Gotowa panorama prezentuje się naprawdę świetnie. Algorytm znakomicie radzi sobie z łączeniem obrazów. Na pochwałę zasługuje również jakość zdjęć, które są poprawnie naświetlone, zarówno w przypadku obecności na zdjęciu obszarów zacienionych, jak i bezpośrednio oświetlonych przez słońce. Panorama wykonana z obecnym w kadrze słońcem, wypadła bardzo dobrze. Oczywiście nie dało się uniknąć miejscowego przepalenia czy refleksów świetlnych, ale taki obszar obrazu jest stosunkowo niewielki, dzięki czemu panoramę wciąż można zaliczyć do udanych. W mniej kontrastowych warunkach aparat zachowuje się jeszcze lepiej. Dodatkowo istnieje możliwość manualnego ustawienia czasu ekspozycji i wartości ISO, dzięki czemu można dopracować zdjęcia, w sytuacji gdyby automatyczne rozwiązania nie spełniały naszych oczekiwań. Poniżej znajdują się panoramy wykonane w trybie AUTO, z włączoną funkcją HDR wyrównującą jasne i ciemne obszary.
Na panoramach wykonywanych w nocy można zauważyć zwiększone szumy, a także nieznacznie spada ostrość, ale końcowy efekt jest zadowalający. Udało się również wykonać po zmroku panoramę „z ręki”. Obraz jest lekko poruszony, ale uzyskana w ten sposób panorama jest wciąż użyteczna.
Dla kogo jest ten aparat?
Innowacyjna funkcja wykonywania panoram podczas podrzucania sprawia, że aparat jest adresowany m.in. do osób chcących robić atrakcyjne zdjęcia podczas imprez czy spotkań z bliskimi. Na pewno takie zdjęcia to wspaniały sposób na utrwalenie wspomnień. Może tak właśnie w przyszłości będą wyglądać albumy rodzinne, które będziemy oglądać za pomocą okularów VR, czując się jakbyśmy byli w samym centrum wydarzeń? Z pewnością Panono 360 przybliża te realia.
Myślę jednak, że aparat bardziej przyjmie się w obszarze biznesu. Panoramy 360 to świetny sposób prezentacji hoteli, ośrodków wypoczynkowych, restauracji i innych firm, w których lokal odgrywa kluczową rolę. Panorama 360 wykonana w locie z pewnością pomoże dotrzeć do większej ilości klientów. Na stronie producenta można znaleźć wiele różnych panoram sferycznych, wykonanych dla wielkich międzynarodowych marek.
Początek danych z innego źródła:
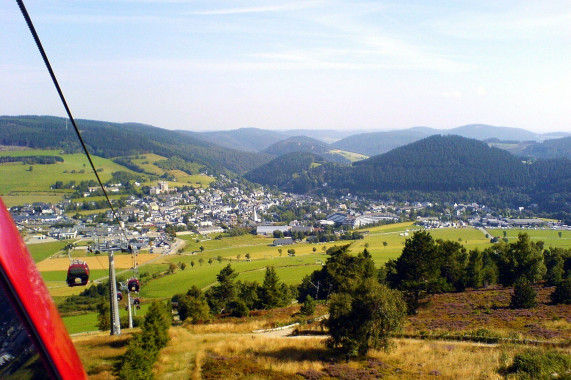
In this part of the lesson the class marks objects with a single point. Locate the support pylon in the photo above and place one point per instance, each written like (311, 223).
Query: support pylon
(113, 302)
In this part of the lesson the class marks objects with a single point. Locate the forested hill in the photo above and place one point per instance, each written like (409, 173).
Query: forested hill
(305, 144)
(288, 172)
(374, 143)
(443, 168)
(114, 139)
(246, 139)
(550, 148)
(441, 163)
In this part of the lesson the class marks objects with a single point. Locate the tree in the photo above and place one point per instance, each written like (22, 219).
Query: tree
(417, 269)
(524, 297)
(364, 318)
(554, 260)
(308, 307)
(521, 258)
(193, 306)
(219, 296)
(342, 270)
(249, 293)
(562, 293)
(271, 292)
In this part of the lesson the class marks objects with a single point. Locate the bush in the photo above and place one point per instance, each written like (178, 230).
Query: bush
(308, 307)
(194, 308)
(524, 296)
(238, 308)
(562, 293)
(137, 321)
(539, 365)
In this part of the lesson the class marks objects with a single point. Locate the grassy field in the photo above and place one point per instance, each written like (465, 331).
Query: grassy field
(42, 251)
(16, 177)
(234, 249)
(147, 163)
(549, 237)
(227, 348)
(349, 155)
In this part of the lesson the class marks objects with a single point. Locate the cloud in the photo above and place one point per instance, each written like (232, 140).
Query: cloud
(452, 94)
(518, 23)
(260, 9)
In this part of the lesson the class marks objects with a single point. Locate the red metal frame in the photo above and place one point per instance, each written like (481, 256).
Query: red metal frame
(36, 306)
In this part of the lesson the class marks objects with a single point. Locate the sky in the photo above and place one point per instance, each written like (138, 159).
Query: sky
(319, 64)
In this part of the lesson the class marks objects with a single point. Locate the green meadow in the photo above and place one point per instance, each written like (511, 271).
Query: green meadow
(17, 179)
(550, 238)
(291, 270)
(42, 251)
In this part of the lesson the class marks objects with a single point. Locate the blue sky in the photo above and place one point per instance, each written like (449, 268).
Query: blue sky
(217, 64)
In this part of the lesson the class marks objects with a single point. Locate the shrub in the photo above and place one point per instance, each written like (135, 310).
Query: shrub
(137, 321)
(539, 365)
(562, 293)
(524, 296)
(308, 307)
(238, 308)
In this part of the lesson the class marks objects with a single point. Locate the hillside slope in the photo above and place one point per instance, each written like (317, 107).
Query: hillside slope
(443, 168)
(246, 139)
(114, 140)
(308, 145)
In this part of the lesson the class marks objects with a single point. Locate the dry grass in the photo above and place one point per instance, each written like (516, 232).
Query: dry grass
(227, 348)
(98, 352)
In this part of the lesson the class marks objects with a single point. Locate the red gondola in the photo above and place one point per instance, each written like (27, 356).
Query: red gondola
(133, 285)
(77, 273)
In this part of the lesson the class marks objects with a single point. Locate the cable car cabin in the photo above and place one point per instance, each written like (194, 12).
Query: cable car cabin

Wykorzystanie tego typu aparatu ogranicza jedynie wyobraźnia. Można np. za pomocą wytrzymałej linki przymocować Panono 360 do drona, tak jak zostało to zaprezentowane na blogu producenta. Dzięki funkcji robienia zdjęć podczas podrzutu możliwe jest wykonanie wielu kreatywnych ujęć. W sytuacji coraz większej ekspansji technologii VR, znaczenie panoram 360 będzie zdecydowanie rosło.
Na koniec warto dodać, że aparat Panono 360 powstał w ramach tzw. „finansowania społecznościowego” (crowdfunding) i jest produkowany pod Gdańskiem.
Ps. Panoramy 360 pozwalają na uzyskanie naprawdę „nieziemskich” efektów, umożliwiając eksplorację innych planet. Zostaw w komentarzu swój pomysł na panoramę 360 lub podziel się swoimi realizacjami.
6 komentarzy
Czy ten projekt jeszcze żyje? Można gdzieś obejrzeć przykładowe panoramy wykonane tym sprzętem?
Jestem pod wrażeniem jak to działa. Każda panorama sferyczna wygląda niesamowicie. Na pewno będę chciała coś takiego na wakacje :D
Zdjęcia panoramiczne mają szerokie zastosowanie, ale głównie można spotkać podczas kręcenia miast, sam jednak uważam, że świetnie nada się do kręcenia imprez masowych – sam się z tym spotkałem i powiem, że super sprawa ;)
360 to tylko na jakieś eventy się nadają, dla zwykłego użytkownika to zabawka która po chwili zabawy zalega w szafce.
Przewidujecie może test lamaxa x10 w porównaniu do gopro hero5? Ponoć lamax sporą konkurencję wprowadził na rynek
@bruno, ja akurat się nie zgadzam. Robię coraz więcej panoram 360. Bez problemu można oglądać takie zdjęcie już na google, czy na facebooku, o goglach VR nie wspomnę. Przy goglach nadal jeszcze mamy słabą jakość, ale za kilka lat się to zmieni…
Myślę, że proces intensyfikacji wykorzystania panoram 360 ruszył na dobre, a kluczowym elementem będzie to w jaki sposób przyjmą się gogle VR. Dla mnie nie kwestią czy, ale kiedy, jest spełnienie wizji takich jak np. „real” opisywany przez S. Lema w „Powrót z gwiazd”.